Monday, February 22, 2016

Birmingham Public Library Mourns the Death of To Kill a Mockingbird Author Harper Lee

photo of Harper Lee
Harper Lee, 1926-2016
Pulitzer Prize-winning author Harper Lee, a native of Monroeville, Alabama, died on February 19. She was 89.

“Lee’s voice in the literary world will be sorely missed,” said Angela Fisher Hall, director of the Birmingham Public Library.

“The Birmingham Public Library joins fans across the world in mourning the death of author Harper Lee,” Hall said. “She was a true icon in American Literature.”

Lee’s family released a statement to the media confirming her death, saying she died in her sleep early Friday, February 19. Though Lee had a stroke several years ago, she had been in good health despite her age recently. Her death caught family and fans off guard.

“This is a sad day for our family. America and the world knew Harper Lee as one of the last century's most beloved authors," Hank Conner, Lee's nephew and a spokesman for the family, said in a statement Friday morning. "We knew her as Nelle Harper Lee, a loving member of our family, a devoted friend to the many good people who touched her life, and a generous soul in our community and our state. We will miss her dearly."

Born Nelle Harper Lee on April 28, 1926, Lee became famous for her 1961 book, To Kill a Mockingbird. The book won accolades for its depiction of racism in a small Alabama town. It featured a young white girl named Scout and her father, lawyer Atticus Finch, who defended a black man accused of a horrible crime.

Published in July 1960 by J.B. Lippincott & Co., To Kill a Mockingbird was both a critical and commercial success, winning the Pulitzer Prize for fiction in 1961. A film adaption of To Kill a Mockingbird, featuring Mary Badham as the child hero Scout, was also a big hit upon its release on Christmas Day of 1962.

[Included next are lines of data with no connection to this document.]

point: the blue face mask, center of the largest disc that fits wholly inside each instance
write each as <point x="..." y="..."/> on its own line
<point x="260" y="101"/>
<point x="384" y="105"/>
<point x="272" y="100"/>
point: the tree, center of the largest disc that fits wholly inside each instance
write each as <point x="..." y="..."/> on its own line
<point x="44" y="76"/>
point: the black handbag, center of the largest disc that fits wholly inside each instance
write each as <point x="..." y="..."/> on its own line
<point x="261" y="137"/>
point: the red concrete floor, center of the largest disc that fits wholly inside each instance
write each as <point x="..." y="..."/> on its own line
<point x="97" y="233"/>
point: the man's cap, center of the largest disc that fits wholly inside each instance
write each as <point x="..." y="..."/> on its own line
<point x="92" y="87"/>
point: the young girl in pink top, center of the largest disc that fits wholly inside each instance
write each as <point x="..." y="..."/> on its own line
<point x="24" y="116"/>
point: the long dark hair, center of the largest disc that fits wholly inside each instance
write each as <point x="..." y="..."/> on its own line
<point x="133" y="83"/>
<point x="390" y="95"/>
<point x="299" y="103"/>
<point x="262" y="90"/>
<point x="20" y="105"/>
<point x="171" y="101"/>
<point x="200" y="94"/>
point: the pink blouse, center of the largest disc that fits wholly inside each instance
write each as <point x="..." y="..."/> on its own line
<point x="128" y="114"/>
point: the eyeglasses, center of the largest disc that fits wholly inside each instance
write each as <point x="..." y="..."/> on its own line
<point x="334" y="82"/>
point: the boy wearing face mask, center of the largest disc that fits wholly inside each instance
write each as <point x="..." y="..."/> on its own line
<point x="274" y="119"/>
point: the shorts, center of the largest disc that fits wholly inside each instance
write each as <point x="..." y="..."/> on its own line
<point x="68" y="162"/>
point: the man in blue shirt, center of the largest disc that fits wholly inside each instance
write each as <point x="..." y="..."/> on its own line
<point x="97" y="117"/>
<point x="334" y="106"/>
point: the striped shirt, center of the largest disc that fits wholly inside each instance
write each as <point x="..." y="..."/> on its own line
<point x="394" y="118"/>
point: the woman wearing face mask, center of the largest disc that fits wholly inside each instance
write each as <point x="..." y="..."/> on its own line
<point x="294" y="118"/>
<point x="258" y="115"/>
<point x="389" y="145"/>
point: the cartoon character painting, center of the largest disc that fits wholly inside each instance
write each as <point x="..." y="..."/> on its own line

Her book put Monroeville on the world map, with many Lee fans visiting from across the globe. The town holds theater productions of To Kill a Mockingbird annually. Lee, who preferred life outside the public eye, gained national attention after suffering a stroke in 2007. Last year, HarperCollins published Lee’s long-awaited follow-up to To Kill a Mockingbird. The book, Go Set a Watchman, got mixed reviews, but became an instant best seller.